About ten minutes ago a letter went out from the heads of almost all the country's environmental groups and many of its civil rights, indigenous, and other progressive campaigns. It called--as Bernie Sanders and now Hillary Clinton have also called--for a DOJ probe of the remarkable revelations about Exxon's long knowledge, and its long, paralyzing public denial, of climate change.
The list of signers is remarkable. It includes the leaders of what we usually think of as the most corporate-friendly enviro groups, like EDF, and it includes Greenpeace. The leaders of the Hip Hop Caucus and the Audubon Society. The leaders of the Freddy Gray project and of the Sierra Club. It reflects the remarkable leadership indigenous North Americans have offered in recent years, and it has leaders from the fast-emerging environmental faith communities. Maybe most moving for me is the name Dr. Robert Bullard, a progenitor of what we now call the environmental justice movement.

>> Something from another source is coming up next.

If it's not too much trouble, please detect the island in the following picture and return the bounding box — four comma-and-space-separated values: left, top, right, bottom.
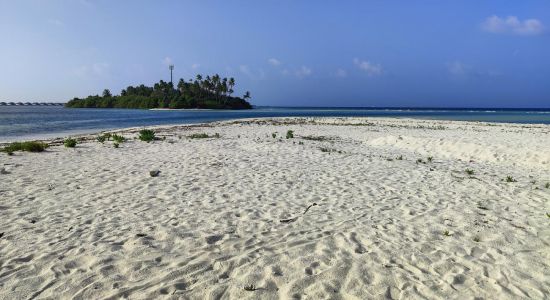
65, 74, 252, 109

I was very worried a few weeks ago that the remarkable revelations of journalists from Inside Climate News and the LA Times might fade away into the noisy digital clutter. I'm less worried about that all the time. This unity around #exxonknew reminds me of the spirit that marked the early days of the Keystone campaign, and that indeed has sustained it throughout.
Let's hope the DOJ retains the capacity to take on the richest and most powerful company in America. But let's do more than hope. Please contact your Congressperson and ask them to join in the letter being circulated by Cong. Lieu, DeSaulnier, and Welch asking for the same kind of probe. And please keep spreading the word about #exxonknew. The fight against climate change depends utterly on weakening the power of the fossil fuel industry, and these revelations about Exxon's utter mendacity are a remarkable opportunity to do just that. But even if that fight were lost they let us set the historical record straight, which is important too.